DEVELOPMENT OF ATOMIZED POWDERS FOR ADDITIVE
MANUFACTURING
Christopher T. Schade and Thomas F. Murphy
Hoeganaes Corporation, Cinnaminson, NJ
Chris Walton
Hoeganaes Specialty Products, Cinnaminson, NJ
ABSTRACT
Powders for additive manufacturing require characteristics not typically found in
atomized powders for press and sinter applications. In general, these powders require
high apparent densities to achieve maximum density when deposited in packed beds. In
addition, flow of the powders is critical when these powders are dispensed from
equipment that builds the prototype part.
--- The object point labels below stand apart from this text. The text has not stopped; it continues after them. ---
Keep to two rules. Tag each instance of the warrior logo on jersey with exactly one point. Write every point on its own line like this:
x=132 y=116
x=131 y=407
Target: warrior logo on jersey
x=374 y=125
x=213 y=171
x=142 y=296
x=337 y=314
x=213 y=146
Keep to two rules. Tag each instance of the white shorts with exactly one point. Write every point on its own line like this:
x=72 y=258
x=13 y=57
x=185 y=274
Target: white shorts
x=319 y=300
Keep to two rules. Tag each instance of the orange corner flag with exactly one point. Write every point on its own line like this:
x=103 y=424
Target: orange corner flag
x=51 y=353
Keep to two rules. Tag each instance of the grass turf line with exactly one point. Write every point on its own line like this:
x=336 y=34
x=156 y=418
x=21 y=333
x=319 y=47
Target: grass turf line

This paper reviews both water and gas
atomized powders produced specifically for additive manufacturing. Powder
characteristics such as particle shape, particle size distribution, surface roughness and
chemistry are studied to determine the effectiveness of these powders for use in additive
manufacturing. The performance of water atomized and gas atomized powders were
studied in relation to their performance for use in additive manufacturing.
INTRODUCTION
Additive manufacturing methods such as three dimensional printing (3DP) or binder
jetting and selective laser melting (SLM) are becoming more common as there is a
demand for rapid prototyping and production of parts that require design features that
cannot be manufactured by the conventional press and sinter process normally used in
powder metallurgy[1-6]. 3DP is an additive manufacturing process which builds a part
layer by layer out of particulate material, a chemical binder and a digital design. Parts
manufactured with the 3DP may not have the high level of mechanical properties of other
additive manufacturing techniques because of the lower density and the poor adherence
between particles. To improve the mechanical properties, the part is sintered similar to a
conventional PM process. If further improvements in mechanical properties are required,
the part can be infiltrated with a second metal, such as bronze or copper.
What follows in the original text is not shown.